Glucose before bed can actually the brain while you sleep. It can improve deep sleep. This is a tiny little hack. Now at the time, as I said, I use turmeric tea with a little bit of honey, just half a tablespoon. Some people do up to a tablespoon, but I'm not a kind of the sugar guy, and I'm not into that. Since then, I had a conversation with Robb Wolf, which was later recommended by Dr Peter Attia. Both people who I look up to immensely, they've never steered me wrong with the recommendations. This is a product called Doc Parsley's sleep remedy. Doc Parsley's sleep remedy tastes like apple cider. Basically, you heat it up at night. It's got vitamin D; it's got a little, a little bit of melatonin. And then it's just got some other amino acids, right?

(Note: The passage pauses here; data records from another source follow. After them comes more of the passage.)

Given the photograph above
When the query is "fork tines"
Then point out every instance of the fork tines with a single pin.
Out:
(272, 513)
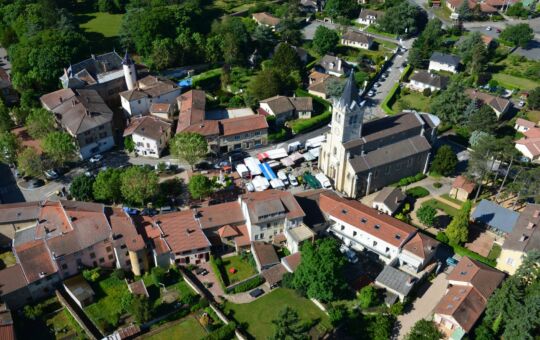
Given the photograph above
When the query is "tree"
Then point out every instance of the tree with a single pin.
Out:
(320, 272)
(286, 59)
(458, 229)
(107, 186)
(445, 161)
(139, 184)
(519, 34)
(403, 19)
(325, 40)
(533, 101)
(9, 145)
(40, 123)
(29, 163)
(288, 326)
(424, 330)
(367, 296)
(59, 147)
(426, 214)
(200, 187)
(342, 8)
(267, 83)
(189, 146)
(81, 188)
(451, 103)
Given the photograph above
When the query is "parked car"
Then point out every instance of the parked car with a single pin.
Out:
(96, 158)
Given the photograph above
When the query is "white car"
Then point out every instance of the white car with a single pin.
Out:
(293, 180)
(96, 158)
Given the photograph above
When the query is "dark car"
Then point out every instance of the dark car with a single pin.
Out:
(256, 292)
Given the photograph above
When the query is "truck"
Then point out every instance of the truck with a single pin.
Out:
(315, 142)
(325, 182)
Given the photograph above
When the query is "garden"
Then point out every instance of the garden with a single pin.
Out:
(258, 315)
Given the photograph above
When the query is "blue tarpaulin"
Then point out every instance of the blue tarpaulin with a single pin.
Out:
(267, 171)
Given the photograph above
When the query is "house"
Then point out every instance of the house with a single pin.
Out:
(389, 200)
(149, 134)
(499, 105)
(332, 65)
(369, 17)
(495, 217)
(147, 91)
(266, 19)
(360, 227)
(7, 93)
(443, 62)
(162, 111)
(524, 237)
(523, 125)
(361, 158)
(462, 188)
(395, 282)
(422, 80)
(529, 145)
(108, 74)
(79, 290)
(285, 108)
(470, 284)
(356, 39)
(85, 116)
(264, 254)
(243, 131)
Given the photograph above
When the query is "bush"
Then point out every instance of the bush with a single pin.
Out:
(223, 333)
(417, 192)
(248, 285)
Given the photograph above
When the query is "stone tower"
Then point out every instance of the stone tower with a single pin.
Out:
(130, 74)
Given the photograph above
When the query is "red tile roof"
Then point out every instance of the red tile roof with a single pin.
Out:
(389, 229)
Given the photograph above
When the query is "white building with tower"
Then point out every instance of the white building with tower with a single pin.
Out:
(361, 158)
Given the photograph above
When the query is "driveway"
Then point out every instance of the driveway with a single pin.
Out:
(429, 296)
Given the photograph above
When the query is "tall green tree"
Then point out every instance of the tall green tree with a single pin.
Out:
(29, 163)
(139, 184)
(9, 145)
(189, 146)
(424, 330)
(320, 272)
(458, 229)
(81, 188)
(59, 147)
(519, 34)
(288, 326)
(200, 187)
(40, 123)
(107, 186)
(325, 40)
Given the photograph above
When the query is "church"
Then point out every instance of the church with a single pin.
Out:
(361, 158)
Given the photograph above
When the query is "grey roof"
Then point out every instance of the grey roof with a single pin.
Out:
(391, 197)
(495, 216)
(526, 234)
(431, 79)
(390, 153)
(447, 59)
(395, 280)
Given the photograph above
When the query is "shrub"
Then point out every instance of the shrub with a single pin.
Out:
(248, 285)
(417, 192)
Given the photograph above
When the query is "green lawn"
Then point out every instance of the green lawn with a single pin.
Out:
(513, 82)
(244, 269)
(441, 206)
(188, 329)
(258, 315)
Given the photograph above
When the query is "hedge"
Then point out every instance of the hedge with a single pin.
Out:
(417, 192)
(223, 333)
(389, 100)
(248, 285)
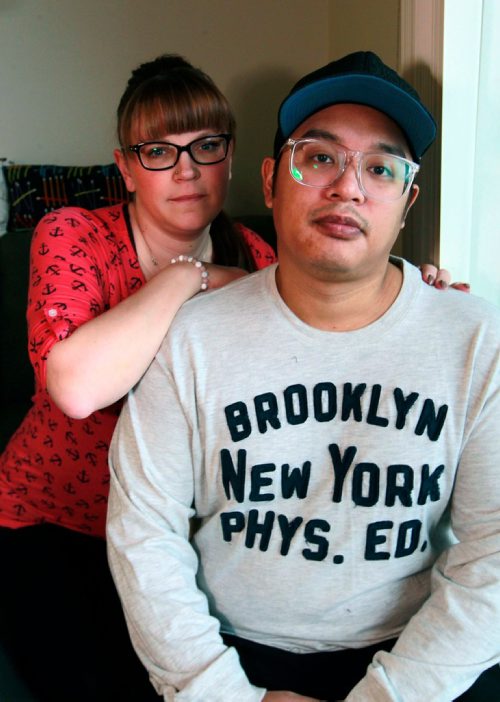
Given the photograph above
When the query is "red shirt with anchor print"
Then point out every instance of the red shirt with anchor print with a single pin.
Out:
(55, 468)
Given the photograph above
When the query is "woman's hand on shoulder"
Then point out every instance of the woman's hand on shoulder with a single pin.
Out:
(440, 278)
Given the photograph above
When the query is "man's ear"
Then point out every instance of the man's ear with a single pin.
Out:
(122, 162)
(267, 172)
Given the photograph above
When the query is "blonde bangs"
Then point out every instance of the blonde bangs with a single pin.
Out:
(157, 110)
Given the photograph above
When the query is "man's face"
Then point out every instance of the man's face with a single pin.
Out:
(337, 233)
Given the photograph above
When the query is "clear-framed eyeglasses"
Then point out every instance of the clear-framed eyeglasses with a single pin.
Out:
(381, 176)
(162, 155)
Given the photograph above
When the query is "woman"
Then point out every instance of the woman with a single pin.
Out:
(103, 291)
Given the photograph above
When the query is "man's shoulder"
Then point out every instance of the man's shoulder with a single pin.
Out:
(454, 305)
(247, 290)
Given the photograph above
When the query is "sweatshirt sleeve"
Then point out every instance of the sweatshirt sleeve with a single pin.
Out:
(455, 636)
(152, 561)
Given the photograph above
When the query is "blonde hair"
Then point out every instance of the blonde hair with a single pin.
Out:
(170, 96)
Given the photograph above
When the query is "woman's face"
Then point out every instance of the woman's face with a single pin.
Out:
(182, 200)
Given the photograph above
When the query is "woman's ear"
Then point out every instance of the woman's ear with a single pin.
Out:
(122, 162)
(267, 172)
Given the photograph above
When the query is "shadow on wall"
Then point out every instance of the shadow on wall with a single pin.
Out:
(255, 98)
(420, 237)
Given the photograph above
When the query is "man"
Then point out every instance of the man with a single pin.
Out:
(332, 424)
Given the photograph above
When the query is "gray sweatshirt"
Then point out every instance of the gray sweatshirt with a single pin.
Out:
(343, 488)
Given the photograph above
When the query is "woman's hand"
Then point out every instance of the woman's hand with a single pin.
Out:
(440, 278)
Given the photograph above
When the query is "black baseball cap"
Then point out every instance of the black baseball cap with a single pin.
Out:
(360, 78)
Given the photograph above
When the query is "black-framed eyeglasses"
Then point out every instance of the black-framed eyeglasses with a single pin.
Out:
(381, 176)
(162, 155)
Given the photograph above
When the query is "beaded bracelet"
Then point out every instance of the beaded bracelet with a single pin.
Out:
(198, 264)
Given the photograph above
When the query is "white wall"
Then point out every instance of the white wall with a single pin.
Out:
(470, 234)
(65, 63)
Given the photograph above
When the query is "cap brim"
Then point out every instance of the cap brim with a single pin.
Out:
(411, 116)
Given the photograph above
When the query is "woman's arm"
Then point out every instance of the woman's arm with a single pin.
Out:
(105, 357)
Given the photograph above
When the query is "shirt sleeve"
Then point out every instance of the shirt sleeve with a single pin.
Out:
(262, 252)
(152, 561)
(66, 281)
(455, 636)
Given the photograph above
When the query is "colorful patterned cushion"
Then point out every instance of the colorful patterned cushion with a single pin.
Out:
(32, 191)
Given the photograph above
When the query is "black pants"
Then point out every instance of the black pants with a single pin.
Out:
(61, 623)
(330, 675)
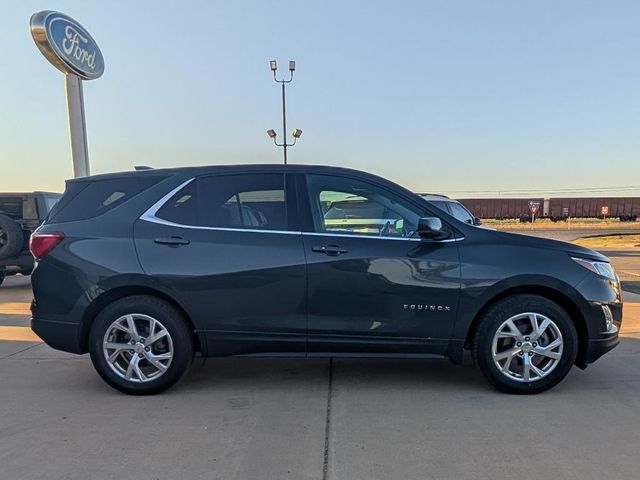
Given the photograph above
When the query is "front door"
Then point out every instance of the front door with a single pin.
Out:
(223, 246)
(373, 286)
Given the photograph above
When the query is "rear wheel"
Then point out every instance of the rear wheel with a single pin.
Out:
(141, 345)
(525, 344)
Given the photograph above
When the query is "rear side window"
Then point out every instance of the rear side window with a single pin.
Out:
(83, 200)
(11, 206)
(230, 201)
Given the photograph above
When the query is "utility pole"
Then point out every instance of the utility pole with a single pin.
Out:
(296, 132)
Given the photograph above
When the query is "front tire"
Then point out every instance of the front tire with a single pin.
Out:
(141, 345)
(525, 344)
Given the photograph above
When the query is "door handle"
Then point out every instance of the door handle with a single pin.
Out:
(332, 250)
(172, 241)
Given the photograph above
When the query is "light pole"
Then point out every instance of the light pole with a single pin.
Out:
(297, 133)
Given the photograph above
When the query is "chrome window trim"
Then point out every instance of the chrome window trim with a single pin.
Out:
(355, 235)
(150, 216)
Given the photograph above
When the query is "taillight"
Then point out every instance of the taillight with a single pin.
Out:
(41, 243)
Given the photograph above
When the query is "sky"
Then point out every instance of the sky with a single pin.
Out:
(467, 98)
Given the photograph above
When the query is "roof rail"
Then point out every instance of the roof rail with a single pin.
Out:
(433, 195)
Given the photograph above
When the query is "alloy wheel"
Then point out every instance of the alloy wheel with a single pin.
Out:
(138, 348)
(527, 347)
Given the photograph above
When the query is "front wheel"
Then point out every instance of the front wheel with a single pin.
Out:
(525, 344)
(141, 345)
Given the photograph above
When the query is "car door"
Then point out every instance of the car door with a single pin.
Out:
(373, 286)
(224, 245)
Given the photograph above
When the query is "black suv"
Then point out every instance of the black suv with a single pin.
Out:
(142, 269)
(20, 214)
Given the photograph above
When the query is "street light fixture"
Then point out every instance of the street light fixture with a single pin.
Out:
(297, 132)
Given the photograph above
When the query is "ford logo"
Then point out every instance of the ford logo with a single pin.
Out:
(66, 44)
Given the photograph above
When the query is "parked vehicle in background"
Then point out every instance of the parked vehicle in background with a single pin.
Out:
(20, 215)
(142, 269)
(452, 207)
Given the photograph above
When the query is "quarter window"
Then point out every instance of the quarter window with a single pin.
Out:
(343, 205)
(230, 201)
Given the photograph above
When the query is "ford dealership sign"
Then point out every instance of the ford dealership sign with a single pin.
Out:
(67, 45)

She drinks this before bed. It becomes a part of your bedtime routine, which is very important. Routine is important, and we'll talk about that. It helps you sleep—great, great, great product. Can't recommend it enough. The only issue is it's going to cost you, I think, between 40 and 50 bucks a month. It's pricey. It's a costly product. If you really have issues with sleep and you want to kickstart, try this if you can afford it. 

 

The other thing is, and I've kind of come away from this since I wrote the article, but I think it's important to touch on. There's something called an induction mat. There are different brands of this. I got my induction mat from Bulletproof. It's called the Bulletproof sleep induction mat. It's a mat that rolls out like a yoga mat, but it has all these plastic spikes on it. It looks like a torture device, right? You lay it on the ground. 

 

I would read a book until the point where I'd start dozing off, right? And then I'd actually get out of bed or put it in bed and do it on the ground, in bed wherever you want to do. I like it better on a hard floor rather than a mattress. You lay on it. Now, when you first lay on it, it kind of feels like a bed of spikes. It doesn't feel great at first, and your body freaks out. This kind of spikes your sympathetic nervous system. You're a fight or flight, right? This is kind of your fight like, "Ooh, what's happening." 

 

Then the body realizes as you lay on this for 10 minutes. Within the first three minutes, it realizes we're not in danger and your body just kind of settles and relax, and your muscles relax.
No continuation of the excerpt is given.